Eu vou para onde me levar a noite.



claudio rodríguez
sem epitáfio
trad.miguel filipe mochila
língua morta
2019







14 janeiro 2020

rafael mendes / ano novo



a felicidade contagia as casas
afloram bons dias, abraços
saudações aprazíveis a desconhecidos
buzinas e rojões rasgam o céu

famílias relembram histórias
tantas vezes já repetidas
mas apreciadas com esmero
como a impúbere criança

quando já alto o dia
uns repousam vencidos pela fartura
outros permanecem em silêncio
gozando dos momentos derradeiros

rápido virá o amanhã
e tudo não será como hoje

lá a corrupção e a chaga
aqui remanso e júbilo



rafael mendes
ensaio sobre o belo e o caos
editora urutau
2019






13 janeiro 2020

konstandinos kaváfis / quando se excitam



Procura guardá-las, poeta
por muito que sejam poucas as coisas que podem ser detidas.
As visões do teu erotismo.
Mete-as, meio escondidas, nas tuas frases.
Procura segurá-las, poeta,
quando se excitam na tua mente,
à noite, ou no esplendor do meio-dia.



konstandinos kavafis
os poemas
II (1916-1918)
trad. joaquim manuel magalhães e
nikos pratsinis
relógio d´água
2005








12 janeiro 2020

vitorino nemésio / ultra-violeta



Sonho muito.
Tiro pedaços de sangue à noite, pretérito do dia
(Eu é que fico pretérito – preterido: - a noite irá).
Esclareço assim pequenas confusões adiantadas no senso,
Na cinza científica (azoto, silício, etc.),
No preconceito serial caligrafado a néon.
Escrevo torto/morto
E de repente tenho boa letra, vivo e não rimo:
Fugiu do meu sangue o ritmo do tambor auricular,
E, à sístole que fecha, a diástole abre e levanta
A Catedral do Homo Sapiens que abençoa sem mitra
                                                                    [os ignorantes,
O Poeta de sangue, dador de sangue,
Cheio de picadas e rosas como uma pulga e um lençol,
Uma roseira brava ou um avental de menina,
Seja Rosa de Lima ou vá pela mão do Snr.

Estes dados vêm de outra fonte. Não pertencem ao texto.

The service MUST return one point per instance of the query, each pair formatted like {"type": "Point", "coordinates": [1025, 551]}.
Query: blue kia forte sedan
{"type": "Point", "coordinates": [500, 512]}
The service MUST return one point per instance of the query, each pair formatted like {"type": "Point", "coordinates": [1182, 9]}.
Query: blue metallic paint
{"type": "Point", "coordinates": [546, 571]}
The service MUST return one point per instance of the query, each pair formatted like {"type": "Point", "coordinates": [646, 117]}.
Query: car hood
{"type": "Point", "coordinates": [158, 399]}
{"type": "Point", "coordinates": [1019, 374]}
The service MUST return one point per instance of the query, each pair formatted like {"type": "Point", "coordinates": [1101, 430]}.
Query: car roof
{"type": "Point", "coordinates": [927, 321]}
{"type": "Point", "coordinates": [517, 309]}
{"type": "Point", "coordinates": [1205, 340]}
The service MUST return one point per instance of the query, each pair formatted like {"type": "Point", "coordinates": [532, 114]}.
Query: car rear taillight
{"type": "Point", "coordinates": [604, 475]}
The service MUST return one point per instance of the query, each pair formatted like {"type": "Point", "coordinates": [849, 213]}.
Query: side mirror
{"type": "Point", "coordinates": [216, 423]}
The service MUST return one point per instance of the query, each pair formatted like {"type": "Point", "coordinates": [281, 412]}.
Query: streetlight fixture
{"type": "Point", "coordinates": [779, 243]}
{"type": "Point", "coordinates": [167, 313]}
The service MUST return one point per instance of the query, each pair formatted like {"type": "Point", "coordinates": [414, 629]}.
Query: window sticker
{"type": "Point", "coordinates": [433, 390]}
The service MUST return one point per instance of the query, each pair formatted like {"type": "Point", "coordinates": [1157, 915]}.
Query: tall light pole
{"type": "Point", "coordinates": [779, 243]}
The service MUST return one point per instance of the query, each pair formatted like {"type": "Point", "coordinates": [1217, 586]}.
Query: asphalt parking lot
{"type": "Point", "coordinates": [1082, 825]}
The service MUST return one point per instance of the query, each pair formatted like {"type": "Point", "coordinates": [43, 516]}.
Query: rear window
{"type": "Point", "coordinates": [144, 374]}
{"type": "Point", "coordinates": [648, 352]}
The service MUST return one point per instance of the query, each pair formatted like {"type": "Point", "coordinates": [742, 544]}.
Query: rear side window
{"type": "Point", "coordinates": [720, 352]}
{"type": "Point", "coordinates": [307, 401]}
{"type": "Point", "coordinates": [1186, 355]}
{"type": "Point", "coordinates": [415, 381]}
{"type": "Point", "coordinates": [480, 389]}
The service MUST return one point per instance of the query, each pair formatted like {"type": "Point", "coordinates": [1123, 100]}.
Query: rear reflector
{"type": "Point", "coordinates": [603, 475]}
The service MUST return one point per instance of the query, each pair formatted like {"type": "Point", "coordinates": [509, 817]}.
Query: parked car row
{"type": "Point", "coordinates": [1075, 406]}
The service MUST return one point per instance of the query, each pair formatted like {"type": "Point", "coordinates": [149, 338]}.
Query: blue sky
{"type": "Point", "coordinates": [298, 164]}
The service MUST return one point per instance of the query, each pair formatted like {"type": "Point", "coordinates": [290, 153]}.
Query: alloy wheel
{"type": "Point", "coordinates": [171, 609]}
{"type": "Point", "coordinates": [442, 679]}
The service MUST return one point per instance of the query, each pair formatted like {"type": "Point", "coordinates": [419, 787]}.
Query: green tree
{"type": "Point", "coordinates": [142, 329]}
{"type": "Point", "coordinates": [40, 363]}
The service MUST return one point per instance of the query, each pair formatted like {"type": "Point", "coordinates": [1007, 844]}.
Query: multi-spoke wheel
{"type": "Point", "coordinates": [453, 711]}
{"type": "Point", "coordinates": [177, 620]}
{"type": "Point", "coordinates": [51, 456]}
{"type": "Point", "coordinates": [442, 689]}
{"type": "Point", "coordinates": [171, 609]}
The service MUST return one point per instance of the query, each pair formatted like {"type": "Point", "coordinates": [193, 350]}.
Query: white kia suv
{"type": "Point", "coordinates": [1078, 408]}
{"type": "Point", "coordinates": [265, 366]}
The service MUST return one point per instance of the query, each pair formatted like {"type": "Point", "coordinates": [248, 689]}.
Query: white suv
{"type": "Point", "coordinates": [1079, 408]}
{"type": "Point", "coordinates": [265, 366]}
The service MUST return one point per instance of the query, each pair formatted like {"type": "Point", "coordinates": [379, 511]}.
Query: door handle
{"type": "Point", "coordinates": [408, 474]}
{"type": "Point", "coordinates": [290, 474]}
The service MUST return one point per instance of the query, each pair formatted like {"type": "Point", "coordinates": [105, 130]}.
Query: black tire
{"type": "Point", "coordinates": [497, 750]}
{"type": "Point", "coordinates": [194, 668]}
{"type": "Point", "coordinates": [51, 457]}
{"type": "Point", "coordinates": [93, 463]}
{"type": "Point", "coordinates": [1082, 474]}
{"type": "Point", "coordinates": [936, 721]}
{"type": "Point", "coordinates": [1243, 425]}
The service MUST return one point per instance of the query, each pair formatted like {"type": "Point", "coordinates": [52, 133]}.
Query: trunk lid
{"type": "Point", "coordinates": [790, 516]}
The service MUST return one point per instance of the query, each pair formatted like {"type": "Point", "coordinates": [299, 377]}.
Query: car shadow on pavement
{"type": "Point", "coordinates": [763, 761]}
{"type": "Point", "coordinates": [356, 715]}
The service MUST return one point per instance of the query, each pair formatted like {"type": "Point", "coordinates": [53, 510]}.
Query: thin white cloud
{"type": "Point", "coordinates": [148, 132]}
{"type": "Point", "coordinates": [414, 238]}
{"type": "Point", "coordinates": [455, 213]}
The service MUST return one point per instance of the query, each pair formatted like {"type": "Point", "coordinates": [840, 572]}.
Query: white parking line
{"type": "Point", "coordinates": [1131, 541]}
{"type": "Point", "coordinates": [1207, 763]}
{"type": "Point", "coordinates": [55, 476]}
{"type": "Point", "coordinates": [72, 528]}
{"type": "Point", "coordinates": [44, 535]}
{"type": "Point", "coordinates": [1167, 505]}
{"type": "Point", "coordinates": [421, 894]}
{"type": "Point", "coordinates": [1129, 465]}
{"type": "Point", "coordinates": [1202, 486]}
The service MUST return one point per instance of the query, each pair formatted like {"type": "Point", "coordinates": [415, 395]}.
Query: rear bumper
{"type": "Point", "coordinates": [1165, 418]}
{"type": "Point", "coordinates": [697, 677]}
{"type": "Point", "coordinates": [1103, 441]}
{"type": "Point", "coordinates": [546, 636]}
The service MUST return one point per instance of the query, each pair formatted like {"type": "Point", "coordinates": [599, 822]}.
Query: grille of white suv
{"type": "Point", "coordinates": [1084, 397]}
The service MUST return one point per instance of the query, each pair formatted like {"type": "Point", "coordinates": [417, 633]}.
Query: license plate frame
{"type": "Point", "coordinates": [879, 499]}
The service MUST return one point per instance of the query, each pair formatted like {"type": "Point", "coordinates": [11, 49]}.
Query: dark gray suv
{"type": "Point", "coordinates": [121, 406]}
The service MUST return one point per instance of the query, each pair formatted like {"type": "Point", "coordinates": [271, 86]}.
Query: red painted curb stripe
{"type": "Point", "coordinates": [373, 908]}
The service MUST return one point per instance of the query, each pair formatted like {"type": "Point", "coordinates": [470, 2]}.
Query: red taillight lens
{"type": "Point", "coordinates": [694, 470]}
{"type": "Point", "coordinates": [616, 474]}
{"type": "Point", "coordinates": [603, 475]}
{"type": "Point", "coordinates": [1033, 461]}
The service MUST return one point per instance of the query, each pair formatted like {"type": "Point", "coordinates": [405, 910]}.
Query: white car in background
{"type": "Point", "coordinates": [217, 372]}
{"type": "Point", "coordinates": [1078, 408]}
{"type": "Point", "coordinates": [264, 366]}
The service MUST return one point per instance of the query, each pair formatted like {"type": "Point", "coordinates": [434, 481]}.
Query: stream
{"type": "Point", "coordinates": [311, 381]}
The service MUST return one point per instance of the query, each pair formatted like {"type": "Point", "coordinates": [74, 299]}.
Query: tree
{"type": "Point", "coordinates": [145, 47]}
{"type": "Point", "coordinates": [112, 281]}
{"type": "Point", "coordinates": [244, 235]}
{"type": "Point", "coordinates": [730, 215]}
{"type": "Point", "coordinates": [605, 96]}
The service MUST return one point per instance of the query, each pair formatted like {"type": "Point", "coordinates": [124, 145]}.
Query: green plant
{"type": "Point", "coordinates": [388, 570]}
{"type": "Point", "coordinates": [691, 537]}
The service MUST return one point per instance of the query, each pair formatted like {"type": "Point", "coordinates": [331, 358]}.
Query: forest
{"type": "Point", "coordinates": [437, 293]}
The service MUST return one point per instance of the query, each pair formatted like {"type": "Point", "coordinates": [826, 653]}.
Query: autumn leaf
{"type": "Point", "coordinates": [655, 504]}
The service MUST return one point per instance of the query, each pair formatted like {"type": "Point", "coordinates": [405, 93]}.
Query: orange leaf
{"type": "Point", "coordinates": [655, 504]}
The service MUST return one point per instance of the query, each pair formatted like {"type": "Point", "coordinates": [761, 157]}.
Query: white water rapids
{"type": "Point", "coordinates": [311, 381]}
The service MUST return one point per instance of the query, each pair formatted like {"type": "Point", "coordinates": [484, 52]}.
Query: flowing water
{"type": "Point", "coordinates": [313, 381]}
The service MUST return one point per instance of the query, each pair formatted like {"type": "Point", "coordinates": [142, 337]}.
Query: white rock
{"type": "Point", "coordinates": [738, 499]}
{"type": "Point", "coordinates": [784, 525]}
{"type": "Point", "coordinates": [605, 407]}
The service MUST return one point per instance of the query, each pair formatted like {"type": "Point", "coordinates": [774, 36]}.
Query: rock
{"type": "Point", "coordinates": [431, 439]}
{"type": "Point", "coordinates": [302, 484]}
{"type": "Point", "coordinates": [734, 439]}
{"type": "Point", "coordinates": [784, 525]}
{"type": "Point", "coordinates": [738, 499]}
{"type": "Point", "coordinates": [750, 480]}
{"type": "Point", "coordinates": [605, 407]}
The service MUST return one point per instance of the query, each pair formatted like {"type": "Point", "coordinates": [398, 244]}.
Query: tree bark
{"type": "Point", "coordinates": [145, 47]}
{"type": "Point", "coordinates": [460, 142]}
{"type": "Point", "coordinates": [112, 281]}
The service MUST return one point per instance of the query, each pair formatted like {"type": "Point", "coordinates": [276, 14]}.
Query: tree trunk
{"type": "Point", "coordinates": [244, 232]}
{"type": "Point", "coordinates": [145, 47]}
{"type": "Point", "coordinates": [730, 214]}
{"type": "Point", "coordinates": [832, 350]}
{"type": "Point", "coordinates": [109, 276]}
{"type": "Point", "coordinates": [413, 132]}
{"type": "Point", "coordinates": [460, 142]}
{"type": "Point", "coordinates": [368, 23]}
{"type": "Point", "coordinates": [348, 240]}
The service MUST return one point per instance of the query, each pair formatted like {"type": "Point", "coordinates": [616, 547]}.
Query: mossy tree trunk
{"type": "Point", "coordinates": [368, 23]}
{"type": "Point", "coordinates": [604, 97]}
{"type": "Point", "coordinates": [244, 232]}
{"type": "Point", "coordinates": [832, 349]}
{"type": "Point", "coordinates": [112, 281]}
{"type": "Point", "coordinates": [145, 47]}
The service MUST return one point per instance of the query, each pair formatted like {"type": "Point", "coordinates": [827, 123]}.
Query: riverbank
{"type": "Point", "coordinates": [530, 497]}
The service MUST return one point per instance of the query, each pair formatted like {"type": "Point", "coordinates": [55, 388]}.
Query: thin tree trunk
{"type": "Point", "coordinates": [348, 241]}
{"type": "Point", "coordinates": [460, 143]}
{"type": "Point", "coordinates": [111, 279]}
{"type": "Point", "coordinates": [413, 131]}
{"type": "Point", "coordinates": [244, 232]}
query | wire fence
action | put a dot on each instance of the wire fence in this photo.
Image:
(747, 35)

Rosa.

Sangro muito.
Forço a protecção do epitélio
Destruindo o equilíbrio aos glóbulos sem núcleo,
Meras esferas admiráveis, rubras,
Levemente gordurosas,
Pã, pã, reflectindo o silêncio interior nas almofadas
E tingindo as estradas da pintura sagrada do acidente
(Cruz ao morto!).

Sangro muito.
Avermelho o branco deslumbrante até ao infra
E deliro ainda mais sobre o violeta, que queima:
Por isso há quem me chame o Pelicano esvaído,
Mas eu, o pai dos Nomes, chamo-me só Poeta,


vitorino nemésio
sião
organização e notas de
al berto, paulo da costa domingos e rui baião
lisboa
1987






11 janeiro 2020

federico garcia lorca / ai!


O grito deixa no vento
uma sombra de cipreste.

(Deixai-me neste campo
chorando.)

Tudo se perdeu no mundo.
Não ficou mais que o silêncio.

(Deixai-me neste campo
chorando.)

O horizonte sem luz
está mordido de fogueiras.

(Já vos disse que me deixeis
neste campo
chorando.)



federico garcia lorca
poemas
trad. de eugénio de andrade
assírio & alvim
2013






10 janeiro 2020

maria gabriela llansol / causa amante


 4 – foi a observar as beguinas migratórias que
      aprendi muito sobre o comportamento das aves;
      pelo verde, e pelo Inverno, espero o momento
      em que me seja revelado
      quantos do nome de João
      fizeram o meu nome.
      As beguinas que migram,
      não encontraram aqui nem o alimento,
      nem o modo de vida adequado.
      Não declaram morto o que está morto:
      pensam que adormeceu, e não o acordam.



maria gabriela llansol
causa amante
a regra do jogo
1984






09 janeiro 2020

jorge de sena / aprender


I
Passo a minha mão pela tua cabeça,
recurvamente, atentamente, e só com dedos brandos,
olhando-a como passa e vendo onde passou.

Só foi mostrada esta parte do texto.